Fri Mar 27, 2015 3:09 pm

Quoting Lizzie (Reply 128):
I'm just warning that making depression trigger a lifetime ban on flying is going increase the risk of pilots with undiagnosed and untreated depression flying, not reduce it.

There are certain jobs that people diagnosed with Clinical Depression, that are taking medication and receiving professional counseling should not be engaged in. Pilot is one of them. Sorry to disagree. A pilot with CD, and meds for it cannot be flying unless total disclosure is made mandatory and the airline has a program to accommodate such a pilot.

Quoting Lizzie (Reply 128):
Yes, it can. More to the point, never having had depression is no guarantee that you won't get it one day. Even more to the point, a diagnosis of depression isn't even a very good predictor of suicide, and the vast majority of people with depression do NOT commit suicide.

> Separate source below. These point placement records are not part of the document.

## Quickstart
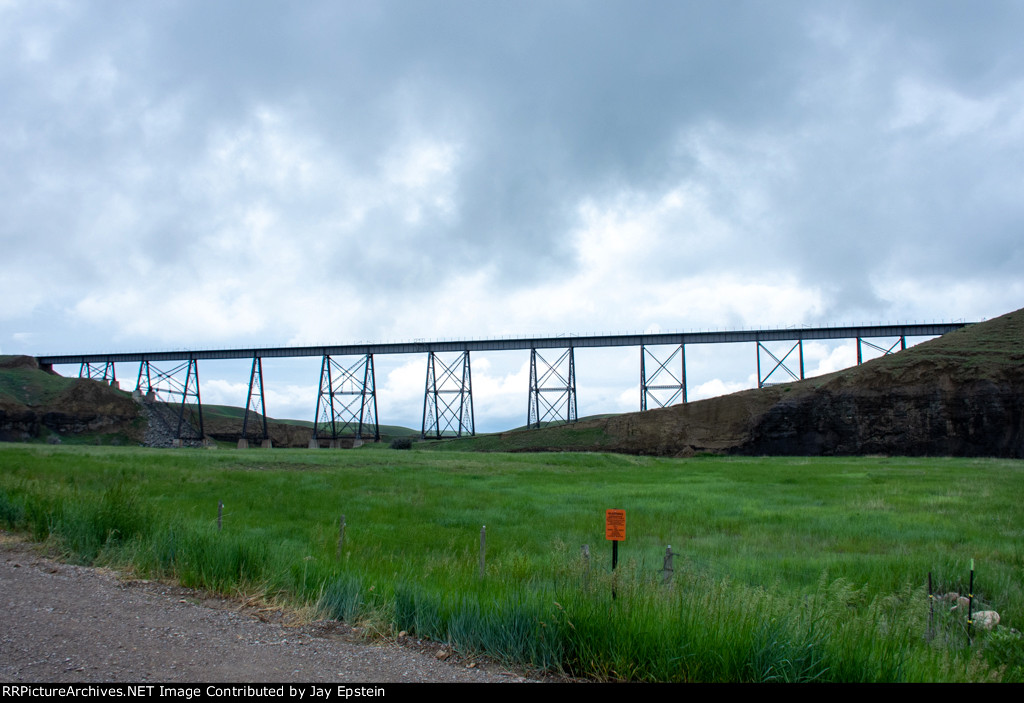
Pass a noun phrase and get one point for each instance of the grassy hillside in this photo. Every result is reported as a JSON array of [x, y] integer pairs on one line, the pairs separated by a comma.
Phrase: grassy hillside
[[795, 569], [958, 394]]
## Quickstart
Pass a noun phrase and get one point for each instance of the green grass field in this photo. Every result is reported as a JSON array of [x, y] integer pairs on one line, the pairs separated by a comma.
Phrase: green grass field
[[785, 569]]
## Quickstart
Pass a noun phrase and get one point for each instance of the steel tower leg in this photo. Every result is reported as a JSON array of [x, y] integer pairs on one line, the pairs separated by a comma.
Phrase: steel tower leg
[[448, 398], [255, 405], [192, 380], [105, 372], [346, 405], [779, 363], [648, 385], [541, 410]]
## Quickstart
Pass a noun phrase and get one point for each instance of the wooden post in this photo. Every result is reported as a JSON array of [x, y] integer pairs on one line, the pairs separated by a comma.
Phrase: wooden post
[[483, 546], [931, 609], [667, 570], [585, 553], [970, 608]]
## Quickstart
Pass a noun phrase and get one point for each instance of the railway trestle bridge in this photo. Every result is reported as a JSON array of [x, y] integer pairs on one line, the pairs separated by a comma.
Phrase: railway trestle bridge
[[346, 402]]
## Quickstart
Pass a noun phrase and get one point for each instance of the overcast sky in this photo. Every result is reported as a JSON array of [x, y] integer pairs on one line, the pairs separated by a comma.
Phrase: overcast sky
[[218, 174]]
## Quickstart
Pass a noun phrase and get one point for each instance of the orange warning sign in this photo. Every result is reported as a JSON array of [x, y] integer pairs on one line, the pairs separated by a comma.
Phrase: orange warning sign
[[614, 525]]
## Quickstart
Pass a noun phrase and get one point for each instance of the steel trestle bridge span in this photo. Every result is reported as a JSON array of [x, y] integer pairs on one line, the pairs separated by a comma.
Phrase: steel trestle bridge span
[[346, 405]]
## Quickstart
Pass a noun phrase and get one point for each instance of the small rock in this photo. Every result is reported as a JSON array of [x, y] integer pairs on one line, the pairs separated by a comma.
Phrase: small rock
[[986, 619]]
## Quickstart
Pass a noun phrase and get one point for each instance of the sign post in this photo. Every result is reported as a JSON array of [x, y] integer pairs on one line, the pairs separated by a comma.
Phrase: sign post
[[614, 531]]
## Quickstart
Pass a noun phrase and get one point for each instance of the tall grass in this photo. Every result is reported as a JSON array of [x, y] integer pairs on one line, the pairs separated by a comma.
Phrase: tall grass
[[788, 570]]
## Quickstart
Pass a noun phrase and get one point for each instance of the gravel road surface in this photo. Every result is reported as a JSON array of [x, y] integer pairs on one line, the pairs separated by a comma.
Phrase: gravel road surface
[[69, 623]]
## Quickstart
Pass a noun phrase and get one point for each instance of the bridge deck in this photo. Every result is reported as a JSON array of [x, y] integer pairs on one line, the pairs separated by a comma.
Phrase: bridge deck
[[562, 342]]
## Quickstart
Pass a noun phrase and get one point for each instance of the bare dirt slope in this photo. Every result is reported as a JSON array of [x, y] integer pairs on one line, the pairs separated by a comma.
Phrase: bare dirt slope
[[71, 623]]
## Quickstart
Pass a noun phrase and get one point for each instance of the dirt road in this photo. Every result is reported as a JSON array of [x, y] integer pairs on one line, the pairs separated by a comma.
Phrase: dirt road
[[69, 623]]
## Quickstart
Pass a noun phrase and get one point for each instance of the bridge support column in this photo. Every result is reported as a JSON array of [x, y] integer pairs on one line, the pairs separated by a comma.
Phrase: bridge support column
[[885, 350], [165, 388], [346, 405], [552, 390], [666, 393], [256, 407], [104, 371], [192, 381], [779, 364], [448, 398]]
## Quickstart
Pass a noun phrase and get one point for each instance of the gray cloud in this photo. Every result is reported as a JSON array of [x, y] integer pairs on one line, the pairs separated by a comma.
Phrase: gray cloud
[[381, 151]]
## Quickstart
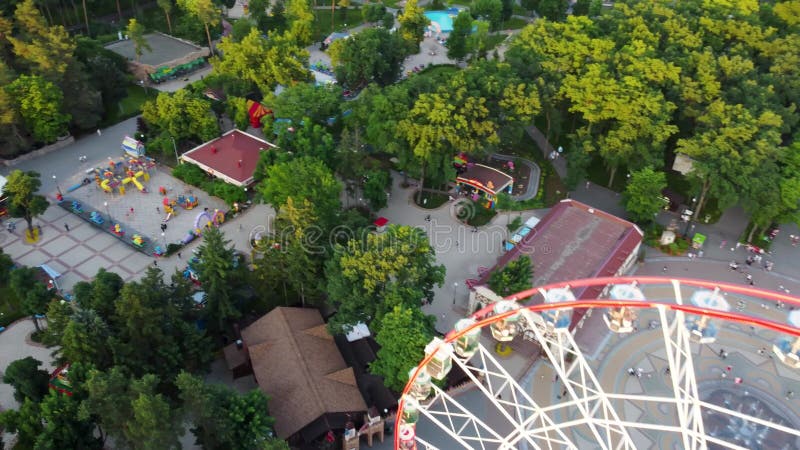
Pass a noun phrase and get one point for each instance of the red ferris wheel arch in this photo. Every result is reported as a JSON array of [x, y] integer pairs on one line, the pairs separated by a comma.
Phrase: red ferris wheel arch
[[483, 316]]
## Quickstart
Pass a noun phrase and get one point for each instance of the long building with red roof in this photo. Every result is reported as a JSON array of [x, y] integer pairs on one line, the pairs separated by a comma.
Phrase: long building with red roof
[[232, 157], [575, 241]]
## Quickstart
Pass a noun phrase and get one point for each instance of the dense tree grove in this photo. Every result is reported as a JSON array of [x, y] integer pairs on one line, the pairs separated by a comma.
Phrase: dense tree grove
[[627, 88], [645, 80]]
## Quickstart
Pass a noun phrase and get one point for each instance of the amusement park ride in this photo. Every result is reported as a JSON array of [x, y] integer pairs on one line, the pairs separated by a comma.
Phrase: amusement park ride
[[589, 414]]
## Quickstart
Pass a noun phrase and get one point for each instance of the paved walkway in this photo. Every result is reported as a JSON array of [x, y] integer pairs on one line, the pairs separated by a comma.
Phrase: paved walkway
[[533, 179]]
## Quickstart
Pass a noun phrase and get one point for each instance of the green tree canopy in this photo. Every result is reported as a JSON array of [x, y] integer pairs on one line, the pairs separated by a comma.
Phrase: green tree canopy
[[303, 178], [33, 293], [39, 103], [27, 379], [136, 32], [23, 201], [404, 333], [373, 55], [263, 62], [206, 12], [412, 25], [224, 418], [457, 43], [183, 115], [642, 197], [220, 276], [369, 277]]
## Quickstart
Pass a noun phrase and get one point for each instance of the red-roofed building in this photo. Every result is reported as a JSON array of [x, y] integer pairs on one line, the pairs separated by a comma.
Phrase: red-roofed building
[[231, 158], [571, 242]]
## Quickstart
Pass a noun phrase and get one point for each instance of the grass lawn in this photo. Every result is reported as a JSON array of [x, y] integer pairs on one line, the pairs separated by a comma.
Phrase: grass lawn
[[129, 106], [551, 185], [10, 309], [598, 174], [514, 23], [345, 18]]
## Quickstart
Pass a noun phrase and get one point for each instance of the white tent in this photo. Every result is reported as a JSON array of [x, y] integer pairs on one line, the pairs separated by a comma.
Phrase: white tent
[[359, 331]]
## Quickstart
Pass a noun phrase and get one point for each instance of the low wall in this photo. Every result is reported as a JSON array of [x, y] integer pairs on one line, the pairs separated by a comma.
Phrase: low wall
[[40, 152]]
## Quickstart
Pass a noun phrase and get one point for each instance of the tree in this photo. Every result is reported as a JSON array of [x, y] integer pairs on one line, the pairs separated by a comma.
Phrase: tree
[[224, 418], [184, 115], [136, 32], [366, 278], [373, 55], [555, 10], [301, 19], [85, 339], [412, 25], [99, 295], [45, 50], [220, 277], [311, 140], [642, 196], [166, 5], [515, 277], [263, 62], [457, 41], [151, 314], [404, 333], [373, 12], [489, 10], [39, 102], [62, 427], [478, 41], [23, 201], [33, 293], [375, 188], [28, 381], [206, 12], [303, 178], [307, 101], [131, 411]]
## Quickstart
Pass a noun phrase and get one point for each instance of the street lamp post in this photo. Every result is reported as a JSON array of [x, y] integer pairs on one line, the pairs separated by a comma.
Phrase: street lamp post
[[690, 215], [58, 189]]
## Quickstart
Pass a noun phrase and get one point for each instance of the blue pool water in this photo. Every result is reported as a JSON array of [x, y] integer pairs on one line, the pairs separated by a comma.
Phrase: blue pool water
[[443, 18]]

15% of those diagnosed with Clinical Depression will commit suicide. Of those diagnosed with their first episode of CD, their chances of having a second episode are 50% and once a second episode has ocurred, the chances of having a third episode are 70%. If this person already had what appears to be a major episode while in training, LH really screwed up here as regular monitoring should have been required and questions asked about wether he was fit to continue in their program. Somebody decided he was, today we see the results. And while yes, this is not typical, it´s a known risk. So the question may be, how much risk is the flying public willing to take when a person with a clearly, diagnosed mental illness is sitting up front? A condition that is known to have a suicide as one of its consequences in not a small percentage of those diagnosed with it.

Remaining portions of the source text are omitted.